Çocukluğum 1960’lı yıllarda İstanbul’da, Beşiktaş semtinde geçti. Mahallemizde bir bakkal dükkanı vardı. Tüm mahalle, gıdalarımızı buradan temin ederdik. Bakkalda, işlenmiş gıda ürünü olarak çok az çeşit vardı. Bir çeşit bisküvi, birkaç çeşit konserve, peynir, çikolata ve şekerlemeler, sadece bir çeşit gazoz, pastırma ve sucuk dışında işlenmiş ve paketlenmiş bir gıda maddesi göremezdiniz. Bunların dışında kalan şeker, nohut, mercimek, baharat gibi ürünler teneke kutular veya çuvallar içinde bulunur, bakkal istediğiniz miktarı tarttıktan sonra bunları kese kağıtları içine koyarak size verirdi. Tek çeşit ekmek tel bir dolap içinde tutulurdu.
Günümüzde, bakkalların yerini artık büyük marketler aldı. Eski bakkalların belki yüz misli alanları kaplayan marketlerde sayılamayacak kadar çok çeşitte işlenmiş, ambalajlanmış gıda ürünleri bulunuyor. Onlarca çeşit bisküvi, çikolata, konserve gıda, süt ve et ürünleri, ekmek çeşitleri ve meşrubatlar raflarda yer alıyor. Bakkaldan marketlere doğru evrilen bu süreç biz yaştakiler için yaşamdaki çarpıcı değişimlerden biridir. Bu değişimi şehirleşmenin bir sonucu olarak yaşadık ve yaşamaya devam ediyoruz. Şehirlerde insanların gün boyu işte veya okulda olma zorunluluğu evlerde kolay ulaşılabilen ve hazırlanabilen gıda maddelerine ihtiyaç doğurdu. Gıda endüstrisi de bu gereksinimi karşılayacak şekilde gelişti ve işlenmiş, paketlenmiş gıdaların üretildiği bir süreci yaşamaya başladık. Bunun sonucunu marketlerdeki gıda çeşitliliğinde görebiliyoruz.
Gıda endüstrisinin bu şekildeki gelişimi önümüzdeki yıllarda artarak devam edecektir. Şehir hayatındaki hızlı değişimler, genç neslin değişen ilgi alanları, ailelerin küçülmesi, COVID gibi sıra dışı durumlar, gastronomi turizmi, savaşlar ve göçler, küresel ısınma ve sürdürülebilirlik, sağlıklı beslenme gibi konuların getirdiği yeni nizamlar ve gelişmeler gıda endüstrisini de şekillendirecek ve büyütecektir.
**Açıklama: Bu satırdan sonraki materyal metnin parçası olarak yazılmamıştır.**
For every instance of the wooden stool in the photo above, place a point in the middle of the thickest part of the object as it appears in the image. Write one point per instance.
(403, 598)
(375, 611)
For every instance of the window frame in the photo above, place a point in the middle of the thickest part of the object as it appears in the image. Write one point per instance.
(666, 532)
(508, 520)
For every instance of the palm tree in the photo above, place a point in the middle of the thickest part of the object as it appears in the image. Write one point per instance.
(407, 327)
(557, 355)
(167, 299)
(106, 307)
Önümüzdeki yıllarda marketlerde daha hızlı artış gösterecek ürün çeşitliliğinin yenmeye hazır gıdalar ve hazır yemek gruplarında olacağı anlaşılmaktadır. Batılı ülkelerdeki gıda satış yerlerinde satılan hazır yemeklerin çeşitliliği insanı şaşırtacak kadar fazladır. Dünyanın hemen her bölgesine ait hazır yemekler donmuş ve soğuk muhafaza edilen formlarda marketlerde satışa sunulmaktadır. Bir markette Japon, Meksika, Orta Doğu, Asya mutfaklarına ait yemekleri bile bulmak mümkündür. Hazırlanmış yemekler evlerde direkt olarak tüketilebilmekte veya fırınlarda ısıtıldıktan sonra yenilebilir hale gelmektedir. Bu gıda çeşitliliğine ve farklı lezzetlere böyle pratik ve ucuz yolla ulaşabilmek şehirdeki insanlara cazip gelmektedir. Hazır yemeklere olan tüketici talebinin artacağını, gıda endüstrisinin de hazır yemek çeşitliliğini artırarak bu alanda daha fazla pazar kazanacağını şimdiden görebiliyoruz. Ülkemizde de şimdilik sınırlı donmuş yemek çeşitleri halinde görülen bu pazar benzer bir trend göstererek büyüyecektir.
Burada ilginç olan husus, bu gelişmeyle gıda endüstrisinin gastronomi kuruluşlarıyla ev dışı yemek tüketim pazarında rekabet içine girmiş olmasıdır. Evde yemek hazırlamak için istekli olmayan bir kişi ev dışında bir yeme-içme mekanına gitmek yerine yakın bir marketteki çok çeşitli hazır yemeklerden birini seçerek evde tüketebilme şansına sahip olacaktır. Önümüzdeki yıllarda gıda endüstrisinin hazır yemek sektörüne renk katacağı ve bu alanda büyüyeceği bir sürece tanık olacağız.